Le 9 janvier 2020 à 09h04

Documentaire ’Décolonisation
Le bouleversement mondial
Réalisé par Karim Miské & Marc Ball
Écrit avec Pierre Singaravélou et mis en voix par Reda Kateb

Diffusion sur Arte Mardi 7 janvier 2020
Disponible sur Arte.tv jusqu’au 6 mars 2020



"À contre-courant de l’histoire officielle des colonisateurs, cette fresque percutante inverse le regard pour raconter, du point de vue des colonisés, cent cinquante ans de combat contre la domination, et faire résonner au présent un déni qui perdure.
Comment synthétiser, en moins de trois heures, cent cinquante ans d’une histoire planétaire dont les non-dits, comme les dénis, réactivent au présent fractures et polémiques ? Pour retracer ce passé occulté qui continue de concerner intimement chacun d’entre nous, les auteurs ont choisi de tisser chronologiquement grande et petites histoires, continents et événements, avec des partis pris percutants. D’abord, en racontant l’histoire du point de vue des colonisés, ils prennent le contre-pied d’un récit historique qui jusque-là, si critique puisse-t-il être envers les crimes de la colonisation, reflète d’abord le regard de l’Europe colonisatrice. Ensuite, parce qu’embrasser l’essentiel des faits intervenus sur près de deux siècles dans des pays aussi différents, par exemple, que l’Inde et le Congo relève de l’impossible, ils ont préféré braquer le projecteur sur une série de destins et de combats emblématiques, certains célèbres, d’autres méconnus. De Lakshmi Bai, la princesse indienne qui mena la première lutte anticoloniale en 1857-1858, lors de la révolte des cipayes, aux vétérans Mau-Mau qui obligèrent en 2013 la Couronne britannique à reconnaître les atrocités perpétrées contre eux au Kenya soixante ans plus tôt, leur fresque en trois volets s’autorise l’ellipse pour mettre en évidence ces continuités et ces similitudes qui, d’hier à aujourd’hui, recoupent les lignes de faille de la mondialisation.
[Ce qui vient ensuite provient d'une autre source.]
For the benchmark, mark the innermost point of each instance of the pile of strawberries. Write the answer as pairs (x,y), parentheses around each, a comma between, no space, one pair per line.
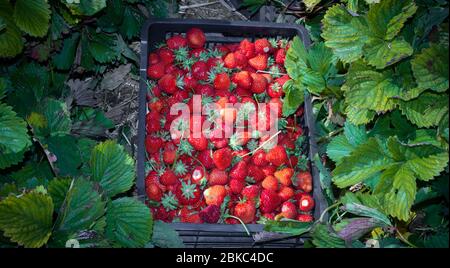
(211,178)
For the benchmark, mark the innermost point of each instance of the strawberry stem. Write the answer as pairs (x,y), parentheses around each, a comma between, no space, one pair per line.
(262,145)
(242,223)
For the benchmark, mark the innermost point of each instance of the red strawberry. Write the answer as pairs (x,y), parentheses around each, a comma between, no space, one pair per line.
(153,122)
(210,214)
(305,218)
(256,173)
(189,216)
(269,169)
(204,90)
(284,176)
(199,144)
(198,174)
(277,156)
(153,58)
(286,193)
(251,192)
(205,157)
(168,178)
(304,181)
(237,185)
(274,90)
(270,183)
(189,82)
(153,144)
(289,210)
(215,195)
(259,158)
(269,201)
(243,79)
(168,83)
(306,203)
(200,70)
(153,191)
(222,158)
(280,56)
(247,48)
(156,71)
(239,171)
(230,61)
(188,193)
(259,62)
(262,46)
(176,41)
(259,83)
(162,214)
(195,38)
(166,55)
(245,211)
(218,177)
(222,81)
(241,59)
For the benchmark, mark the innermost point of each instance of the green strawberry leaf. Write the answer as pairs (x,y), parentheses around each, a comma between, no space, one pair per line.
(27,220)
(112,167)
(343,33)
(128,222)
(35,24)
(430,68)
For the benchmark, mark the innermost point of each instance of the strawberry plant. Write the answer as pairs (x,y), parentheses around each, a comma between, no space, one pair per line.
(64,175)
(378,73)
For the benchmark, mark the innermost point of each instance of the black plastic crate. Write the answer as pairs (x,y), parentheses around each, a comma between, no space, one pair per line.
(156,31)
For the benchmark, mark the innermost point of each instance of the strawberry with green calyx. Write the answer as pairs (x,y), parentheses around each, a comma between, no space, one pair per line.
(269,201)
(221,81)
(259,83)
(167,177)
(188,193)
(200,70)
(168,83)
(239,171)
(305,218)
(306,203)
(259,62)
(237,185)
(247,48)
(180,169)
(256,173)
(176,41)
(153,191)
(156,71)
(243,79)
(284,176)
(259,158)
(280,56)
(198,143)
(277,156)
(215,195)
(270,183)
(210,214)
(245,211)
(304,181)
(218,177)
(289,210)
(169,201)
(263,46)
(189,216)
(251,192)
(222,158)
(286,193)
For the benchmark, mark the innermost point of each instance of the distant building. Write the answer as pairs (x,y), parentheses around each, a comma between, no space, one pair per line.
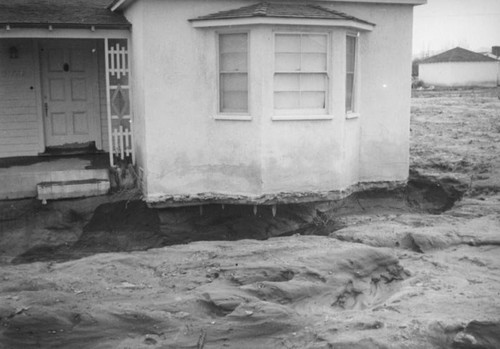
(460,67)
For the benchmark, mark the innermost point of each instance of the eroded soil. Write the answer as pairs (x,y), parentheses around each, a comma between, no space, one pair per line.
(407,269)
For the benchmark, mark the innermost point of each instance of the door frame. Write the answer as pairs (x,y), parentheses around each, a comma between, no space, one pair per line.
(95,128)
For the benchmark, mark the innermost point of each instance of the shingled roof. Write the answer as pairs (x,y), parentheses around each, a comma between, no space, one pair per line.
(281,10)
(60,14)
(458,54)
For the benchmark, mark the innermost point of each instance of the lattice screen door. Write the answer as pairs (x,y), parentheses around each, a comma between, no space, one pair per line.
(118,101)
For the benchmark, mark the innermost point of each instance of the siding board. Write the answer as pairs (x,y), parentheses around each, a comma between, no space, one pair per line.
(19,128)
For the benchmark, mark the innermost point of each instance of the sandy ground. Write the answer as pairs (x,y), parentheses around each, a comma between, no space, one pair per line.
(374,271)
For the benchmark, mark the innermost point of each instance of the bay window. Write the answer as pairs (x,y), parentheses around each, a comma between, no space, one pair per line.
(350,79)
(301,73)
(233,73)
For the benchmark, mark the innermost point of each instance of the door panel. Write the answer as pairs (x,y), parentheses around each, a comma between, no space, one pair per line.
(80,123)
(58,121)
(70,92)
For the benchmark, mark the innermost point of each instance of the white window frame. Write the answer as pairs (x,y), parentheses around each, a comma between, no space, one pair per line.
(305,114)
(220,115)
(354,113)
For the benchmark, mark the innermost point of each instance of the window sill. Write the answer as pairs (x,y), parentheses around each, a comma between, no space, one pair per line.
(301,117)
(351,115)
(233,117)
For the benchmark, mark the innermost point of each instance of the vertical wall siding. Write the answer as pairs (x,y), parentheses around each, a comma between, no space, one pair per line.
(19,125)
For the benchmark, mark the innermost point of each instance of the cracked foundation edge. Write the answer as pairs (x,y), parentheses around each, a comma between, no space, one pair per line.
(166,201)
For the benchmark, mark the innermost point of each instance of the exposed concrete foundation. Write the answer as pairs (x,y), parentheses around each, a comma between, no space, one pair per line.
(269,199)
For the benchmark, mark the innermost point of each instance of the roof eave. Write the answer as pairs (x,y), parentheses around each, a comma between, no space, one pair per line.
(122,4)
(317,22)
(119,4)
(44,25)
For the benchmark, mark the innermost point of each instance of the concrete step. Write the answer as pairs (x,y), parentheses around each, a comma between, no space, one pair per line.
(71,189)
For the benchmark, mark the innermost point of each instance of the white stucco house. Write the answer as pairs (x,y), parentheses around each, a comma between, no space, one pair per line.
(213,101)
(460,67)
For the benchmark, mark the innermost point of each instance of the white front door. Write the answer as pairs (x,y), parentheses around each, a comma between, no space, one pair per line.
(70,92)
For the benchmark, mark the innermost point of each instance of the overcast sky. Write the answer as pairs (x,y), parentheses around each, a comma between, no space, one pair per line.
(443,24)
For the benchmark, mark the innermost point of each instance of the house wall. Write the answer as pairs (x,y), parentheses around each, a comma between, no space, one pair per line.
(189,152)
(19,87)
(460,73)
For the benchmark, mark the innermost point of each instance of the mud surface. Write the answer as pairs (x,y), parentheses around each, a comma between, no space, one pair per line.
(417,268)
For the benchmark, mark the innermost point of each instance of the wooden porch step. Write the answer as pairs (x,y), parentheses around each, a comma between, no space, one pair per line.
(71,189)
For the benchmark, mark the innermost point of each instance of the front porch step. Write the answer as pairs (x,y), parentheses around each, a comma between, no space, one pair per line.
(71,189)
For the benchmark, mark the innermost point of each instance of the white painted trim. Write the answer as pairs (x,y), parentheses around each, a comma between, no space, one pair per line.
(349,114)
(301,117)
(61,33)
(234,22)
(38,95)
(303,114)
(125,3)
(233,117)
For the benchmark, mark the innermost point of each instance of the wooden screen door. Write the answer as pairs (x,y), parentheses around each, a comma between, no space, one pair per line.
(70,92)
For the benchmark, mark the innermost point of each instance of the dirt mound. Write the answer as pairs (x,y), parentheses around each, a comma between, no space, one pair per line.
(478,335)
(220,293)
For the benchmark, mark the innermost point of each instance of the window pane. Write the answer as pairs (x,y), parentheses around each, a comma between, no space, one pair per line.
(313,62)
(350,53)
(312,82)
(233,57)
(286,100)
(233,62)
(287,43)
(233,43)
(287,82)
(234,101)
(310,100)
(349,92)
(287,62)
(314,43)
(234,82)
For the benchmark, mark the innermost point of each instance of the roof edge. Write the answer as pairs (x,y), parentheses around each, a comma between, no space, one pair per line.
(121,4)
(13,25)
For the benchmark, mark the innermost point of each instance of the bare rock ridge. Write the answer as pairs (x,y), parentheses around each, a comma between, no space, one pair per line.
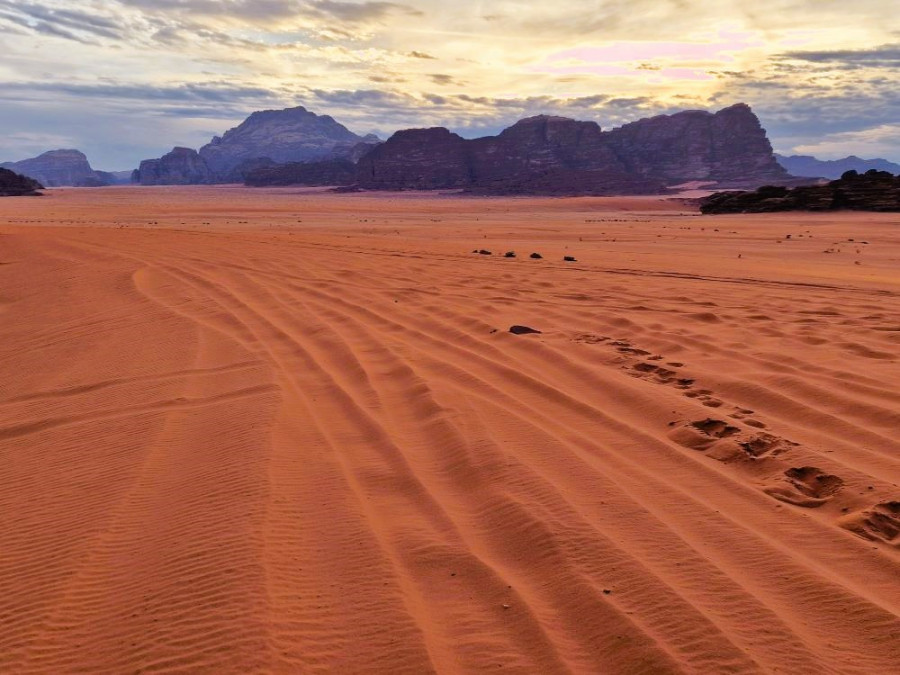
(555,155)
(265,138)
(13,184)
(729,147)
(872,191)
(325,172)
(805,165)
(59,168)
(539,155)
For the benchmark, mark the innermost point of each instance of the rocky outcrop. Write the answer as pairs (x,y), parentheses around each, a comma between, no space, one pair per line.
(332,172)
(13,184)
(871,191)
(805,165)
(59,168)
(556,155)
(290,135)
(181,166)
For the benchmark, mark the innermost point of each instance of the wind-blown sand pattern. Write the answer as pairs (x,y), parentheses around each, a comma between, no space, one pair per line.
(281,431)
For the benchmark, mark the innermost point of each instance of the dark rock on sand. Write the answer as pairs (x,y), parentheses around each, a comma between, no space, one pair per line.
(13,184)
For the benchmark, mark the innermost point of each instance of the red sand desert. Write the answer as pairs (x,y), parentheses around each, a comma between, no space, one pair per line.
(289,431)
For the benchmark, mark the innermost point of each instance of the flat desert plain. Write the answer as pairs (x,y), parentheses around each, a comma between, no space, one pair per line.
(285,430)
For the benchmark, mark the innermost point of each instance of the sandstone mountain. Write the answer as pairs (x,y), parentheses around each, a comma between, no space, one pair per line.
(181,166)
(58,168)
(13,184)
(557,155)
(872,191)
(325,172)
(728,147)
(805,165)
(265,137)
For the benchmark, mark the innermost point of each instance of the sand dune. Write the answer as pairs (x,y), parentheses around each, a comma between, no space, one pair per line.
(288,431)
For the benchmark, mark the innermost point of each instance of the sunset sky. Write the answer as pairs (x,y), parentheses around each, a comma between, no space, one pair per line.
(124,80)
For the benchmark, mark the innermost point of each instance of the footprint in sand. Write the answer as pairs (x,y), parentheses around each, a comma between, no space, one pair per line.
(806,486)
(702,434)
(726,442)
(878,523)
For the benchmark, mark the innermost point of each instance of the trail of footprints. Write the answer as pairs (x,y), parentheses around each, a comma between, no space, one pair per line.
(731,442)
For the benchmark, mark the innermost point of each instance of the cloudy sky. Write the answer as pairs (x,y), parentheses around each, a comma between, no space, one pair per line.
(125,80)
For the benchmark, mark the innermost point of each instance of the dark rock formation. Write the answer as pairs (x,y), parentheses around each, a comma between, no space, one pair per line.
(58,168)
(328,172)
(418,159)
(559,156)
(728,147)
(181,166)
(805,165)
(13,184)
(290,135)
(871,191)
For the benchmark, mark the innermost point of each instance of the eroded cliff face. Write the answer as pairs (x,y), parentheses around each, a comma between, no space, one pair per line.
(728,147)
(181,166)
(265,138)
(556,155)
(418,159)
(291,135)
(59,168)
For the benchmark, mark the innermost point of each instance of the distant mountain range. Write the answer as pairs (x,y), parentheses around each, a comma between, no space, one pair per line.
(557,155)
(805,165)
(538,155)
(58,168)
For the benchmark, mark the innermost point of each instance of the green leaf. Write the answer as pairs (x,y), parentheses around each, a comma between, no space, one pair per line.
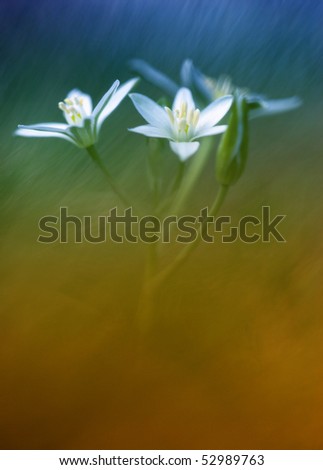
(233,148)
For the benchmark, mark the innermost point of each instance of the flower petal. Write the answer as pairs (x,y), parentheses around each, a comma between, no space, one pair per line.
(29,132)
(87,100)
(151,131)
(268,107)
(115,100)
(184,149)
(183,95)
(51,126)
(210,131)
(213,113)
(104,100)
(151,111)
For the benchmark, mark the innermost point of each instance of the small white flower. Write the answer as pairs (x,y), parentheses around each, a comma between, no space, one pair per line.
(83,122)
(182,124)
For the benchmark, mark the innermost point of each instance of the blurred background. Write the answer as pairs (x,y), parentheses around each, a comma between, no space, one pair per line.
(233,356)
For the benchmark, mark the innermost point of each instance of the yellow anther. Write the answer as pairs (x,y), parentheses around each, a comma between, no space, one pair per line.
(190,116)
(196,117)
(170,114)
(183,110)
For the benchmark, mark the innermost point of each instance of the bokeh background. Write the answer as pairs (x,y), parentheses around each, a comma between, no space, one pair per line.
(233,358)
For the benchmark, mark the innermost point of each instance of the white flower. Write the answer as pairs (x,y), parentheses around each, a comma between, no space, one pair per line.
(182,124)
(83,122)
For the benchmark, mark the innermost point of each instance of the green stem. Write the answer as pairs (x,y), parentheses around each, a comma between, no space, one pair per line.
(92,151)
(184,254)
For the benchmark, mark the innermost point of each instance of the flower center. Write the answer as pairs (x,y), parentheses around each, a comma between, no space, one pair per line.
(183,120)
(73,109)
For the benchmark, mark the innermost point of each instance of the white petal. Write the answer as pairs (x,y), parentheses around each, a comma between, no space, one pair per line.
(45,125)
(116,99)
(210,131)
(105,100)
(23,132)
(184,149)
(87,100)
(276,106)
(213,113)
(151,111)
(151,131)
(183,95)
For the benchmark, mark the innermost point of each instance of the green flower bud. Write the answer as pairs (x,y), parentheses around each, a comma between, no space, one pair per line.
(233,148)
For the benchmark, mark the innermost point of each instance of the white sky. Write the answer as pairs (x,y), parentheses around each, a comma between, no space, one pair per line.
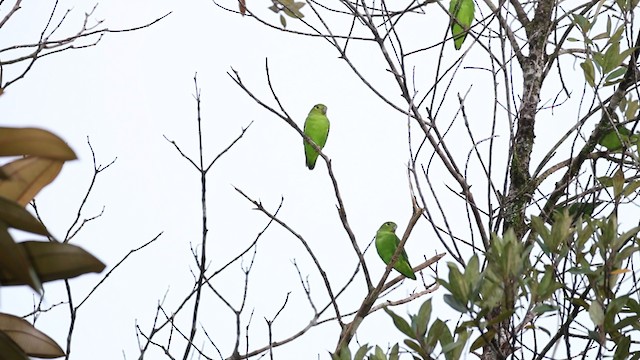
(133,88)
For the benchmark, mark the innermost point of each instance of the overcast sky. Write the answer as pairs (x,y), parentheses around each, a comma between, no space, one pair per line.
(134,88)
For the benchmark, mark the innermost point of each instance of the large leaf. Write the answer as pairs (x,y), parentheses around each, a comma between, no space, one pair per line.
(27,176)
(55,261)
(14,262)
(18,217)
(32,141)
(9,350)
(31,340)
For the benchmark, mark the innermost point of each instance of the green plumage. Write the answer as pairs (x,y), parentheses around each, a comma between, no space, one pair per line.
(317,128)
(387,243)
(462,11)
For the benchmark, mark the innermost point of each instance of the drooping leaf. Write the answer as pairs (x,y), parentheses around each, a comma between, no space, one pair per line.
(14,262)
(33,141)
(10,350)
(31,340)
(54,261)
(18,217)
(27,176)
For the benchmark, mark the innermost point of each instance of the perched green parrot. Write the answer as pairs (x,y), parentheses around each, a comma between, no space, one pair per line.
(463,11)
(387,243)
(317,128)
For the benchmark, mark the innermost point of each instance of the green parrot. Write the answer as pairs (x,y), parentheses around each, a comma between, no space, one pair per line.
(462,10)
(387,243)
(317,128)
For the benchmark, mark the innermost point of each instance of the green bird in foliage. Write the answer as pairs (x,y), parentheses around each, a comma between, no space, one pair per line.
(387,243)
(462,11)
(317,128)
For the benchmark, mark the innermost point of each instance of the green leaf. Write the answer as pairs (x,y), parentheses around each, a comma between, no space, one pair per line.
(482,339)
(616,73)
(455,304)
(10,350)
(422,320)
(606,181)
(435,332)
(611,58)
(618,183)
(582,23)
(603,35)
(596,313)
(622,348)
(589,72)
(630,188)
(543,308)
(362,352)
(394,354)
(614,140)
(401,324)
(416,347)
(632,109)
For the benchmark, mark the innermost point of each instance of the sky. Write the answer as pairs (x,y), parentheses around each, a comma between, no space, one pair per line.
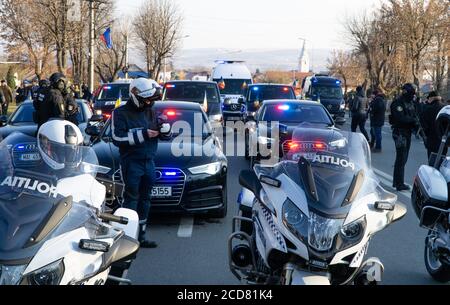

Dit par l’acteur Reda Kateb – dont le grand-oncle Kateb Yacine est d’ailleurs l’une des figures du combat anticolonial ici ramenées au premier plan –, le commentaire coup de poing déroule un récit subjectif et choral. Portée aussi par des archives saisissantes et largement méconnues, des séquences d’animation, des extraits de films, de Bollywood à Nollywood, et une bande-son rock et hip-hop débordante d’énergie, cette histoire très incarnée des décolonisations met en évidence la brûlante actualité de l’héritage commun qu’elle nous a légué.

1. L’apprentissage
De la révolte des cipayes de 1857 à l’étonnante République du Rif, mise sur pied de 1921 à 1926 par Abdelkrim el-Khattabi avant d’être écrasée par la France, ce premier épisode montre que la résistance, autrement dit la décolonisation, a débuté avec la conquête. Il rappelle comment, en 1885, les puissances européennes se partagent l’Afrique à Berlin, comment les Allemands commettent le premier génocide du XXe siècle en Namibie, rivalisant avec les horreurs accomplies sous la houlette du roi belge Léopold II au Congo. Il retrace aussi les parcours de l’anthropologue haïtien Anténor Firmin, de la Kényane Mary Nyanjiru, de la missionnaire anglaise Alice Seeley Harris ou de Lamine Senghor, jeune tirailleur sénégalais devenu militant communiste et anticolonialiste.

2. La libération
Ce deuxième épisode, de 1927 à 1954, est celui de l’affrontement. Que ce soit à travers la plume de l’Algérien Kateb Yacine, qui découvre à 15 ans, en 1945, lors du massacre de Sétif, que la devise républicaine française, tout juste rétablie, ne vaut pas pour tout le monde, ou celle de la poétesse Sarojini Naidu, proche de Gandhi, qui verra en 1947, dans le bain de sang de la partition de l’Inde, se briser son rêve de fraternité, un vent de résistance se lève, qui aboutira dans les années 1960 à l’indépendance de presque toutes les colonies. Mais à quel prix ? Cet épisode suit aussi les combats de l’insaisissable agent du Komintern Nguyên Ai Quoc ("le Patriote"), qui prendra plus tard le nom de Hô Chi Minh, futur vainqueur de Diên Biên Phu, ou celui de Wambui Waiyaki, intrépide jeune recrue des Mau-Mau.

3. Le monde est à nous
Des indépendances à l’ère de la postcolonie, ce troisième épisode, de 1956 à 2013, s’ouvre avec les mots du psychiatre antillais Frantz Fanon (Peau noire, masques blancs, 1952), qui rejoint les maquis du FLN en Algérie. Il se poursuit dans l’Inde d’Indira Gandhi, qui se dote de la bombe atomique, dans le Congo sous influence de Mobutu ou dans le Londres de 1979, secoué par la révolte du quartier d’immigration de Southall, pour s’achever avec l’essor d’un cinéma 100 % nigérian dans les années 1990 et la victoire juridique des derniers Mau-Mau face au gouvernement britannique."